Bo adalah politisi populer yang meraih dukungan di seluruh Cina, tapi ia teralienasi di lingkungan para elit partai yang melihat pendekatannya yang kurang ajar sebagai kembalinya era kekuasaan orang kuat masa lalu.

Ia pernah masuk dalam kelompok 25 anggota Politbiro Cina, dan dianggap sebagai seorang penantang untuk memperebutkan tujuh kursi di Komite Tetap Politbiro yang sangat berkuasa. Hari ini, ia bukan lagi siapa-siapa, keluarganya sudah tak melihat Bo lagi sejak 18 bulan yang lalu.
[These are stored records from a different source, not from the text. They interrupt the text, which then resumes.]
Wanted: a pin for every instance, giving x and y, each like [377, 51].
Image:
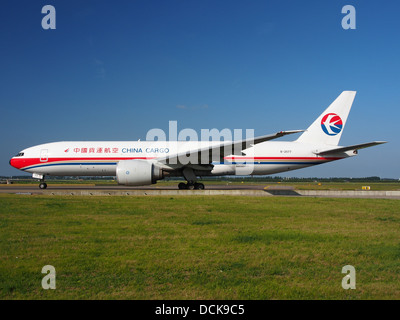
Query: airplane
[139, 163]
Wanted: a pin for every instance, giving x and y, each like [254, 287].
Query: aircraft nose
[13, 163]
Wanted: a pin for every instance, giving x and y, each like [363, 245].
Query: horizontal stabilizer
[225, 148]
[354, 147]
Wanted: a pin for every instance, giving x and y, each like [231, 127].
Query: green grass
[198, 247]
[375, 186]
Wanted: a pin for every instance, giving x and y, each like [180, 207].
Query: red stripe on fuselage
[27, 162]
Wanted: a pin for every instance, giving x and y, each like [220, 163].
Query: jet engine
[138, 172]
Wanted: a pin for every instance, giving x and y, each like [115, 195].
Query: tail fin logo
[331, 124]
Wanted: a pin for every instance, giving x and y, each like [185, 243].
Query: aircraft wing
[217, 152]
[354, 147]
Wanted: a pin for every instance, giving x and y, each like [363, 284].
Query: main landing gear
[190, 185]
[191, 181]
[43, 185]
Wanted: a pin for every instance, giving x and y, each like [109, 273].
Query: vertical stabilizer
[328, 127]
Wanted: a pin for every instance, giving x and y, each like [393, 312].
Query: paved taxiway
[234, 190]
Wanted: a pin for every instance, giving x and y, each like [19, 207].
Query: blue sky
[112, 70]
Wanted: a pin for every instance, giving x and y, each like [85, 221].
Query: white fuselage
[100, 158]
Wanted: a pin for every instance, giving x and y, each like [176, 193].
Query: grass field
[375, 186]
[198, 247]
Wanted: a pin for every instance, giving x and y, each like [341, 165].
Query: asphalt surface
[245, 189]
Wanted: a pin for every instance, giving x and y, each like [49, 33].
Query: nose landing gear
[42, 185]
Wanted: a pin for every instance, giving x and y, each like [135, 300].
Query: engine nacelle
[138, 172]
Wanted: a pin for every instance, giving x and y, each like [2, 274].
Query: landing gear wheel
[190, 186]
[43, 185]
[199, 186]
[182, 186]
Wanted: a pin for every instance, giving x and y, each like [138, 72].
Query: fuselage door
[43, 155]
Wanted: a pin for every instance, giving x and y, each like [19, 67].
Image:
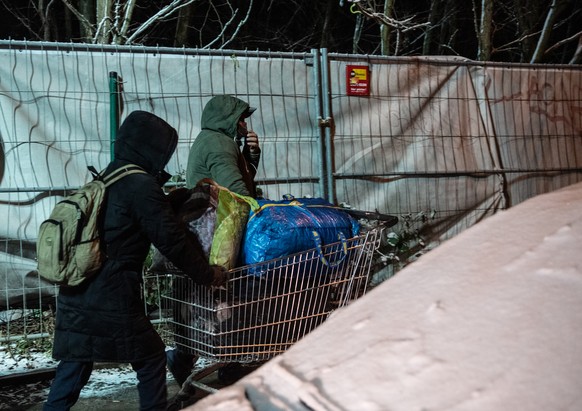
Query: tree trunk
[102, 20]
[182, 26]
[542, 44]
[484, 53]
[429, 34]
[88, 9]
[386, 31]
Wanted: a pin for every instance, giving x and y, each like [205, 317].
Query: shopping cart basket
[266, 307]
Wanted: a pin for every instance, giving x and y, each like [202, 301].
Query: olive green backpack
[68, 246]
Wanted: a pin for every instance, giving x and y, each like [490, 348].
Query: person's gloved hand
[177, 197]
[220, 276]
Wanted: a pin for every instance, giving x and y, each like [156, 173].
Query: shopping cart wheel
[230, 373]
[179, 402]
[386, 219]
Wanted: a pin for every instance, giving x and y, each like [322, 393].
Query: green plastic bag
[232, 213]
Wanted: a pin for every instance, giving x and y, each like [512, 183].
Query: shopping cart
[266, 307]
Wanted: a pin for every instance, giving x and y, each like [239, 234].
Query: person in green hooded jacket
[225, 150]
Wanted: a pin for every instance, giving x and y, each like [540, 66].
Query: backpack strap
[121, 172]
[116, 174]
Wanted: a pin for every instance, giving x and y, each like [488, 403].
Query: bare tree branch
[240, 24]
[166, 11]
[86, 23]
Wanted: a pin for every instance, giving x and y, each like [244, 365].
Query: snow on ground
[104, 381]
[489, 320]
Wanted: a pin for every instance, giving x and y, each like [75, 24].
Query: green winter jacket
[216, 153]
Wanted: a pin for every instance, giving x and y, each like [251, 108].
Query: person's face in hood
[146, 140]
[222, 113]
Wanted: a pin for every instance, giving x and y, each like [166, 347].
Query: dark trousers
[71, 377]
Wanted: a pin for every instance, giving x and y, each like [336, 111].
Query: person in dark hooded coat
[103, 319]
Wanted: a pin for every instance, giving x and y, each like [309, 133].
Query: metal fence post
[113, 109]
[327, 125]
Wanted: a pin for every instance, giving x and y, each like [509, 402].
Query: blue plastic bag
[281, 228]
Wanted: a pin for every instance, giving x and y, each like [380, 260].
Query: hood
[221, 114]
[146, 140]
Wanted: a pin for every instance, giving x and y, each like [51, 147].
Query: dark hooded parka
[216, 154]
[104, 319]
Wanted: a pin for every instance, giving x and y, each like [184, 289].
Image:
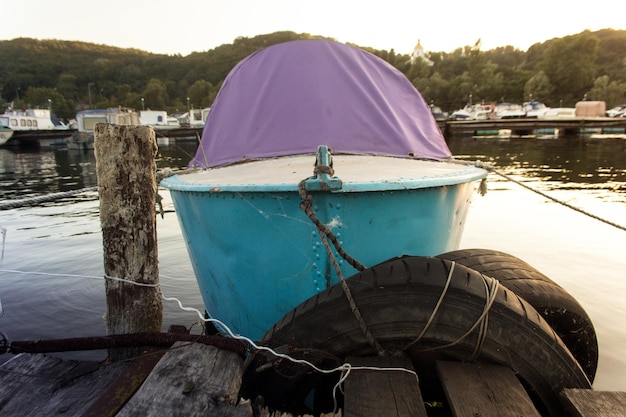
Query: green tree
[538, 87]
[48, 98]
[612, 92]
[199, 94]
[155, 95]
[569, 64]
Bo meraih ketenaran dengan memimpin perang suci memberantas mafia dan menyanyikan lagu-lagu kebangsaan komunis bersama rakyat di Chongqing, serta menerapkan berbagai kebijakan populis yang membuatnya dicintai oleh rakyat miskin di wilayah tersebut. Tapi sikapnya yang haus publikasi, membuat marah para pemimpin yang cemas dengan bangkitnya kultus pribadi, kekacauan dan pertumpahan darah sebagaimana pernah terjadi di era Mao Zedong.

Ayah Bo Xilai, pemimpin militer revolusioner Bo Yibo, juga dikenal mempunyai reputasi menentang penguasa, dengan menolak mengakui kesalahan selama ia dipenjara dan disiksa selama Revolusi Kebudayaan.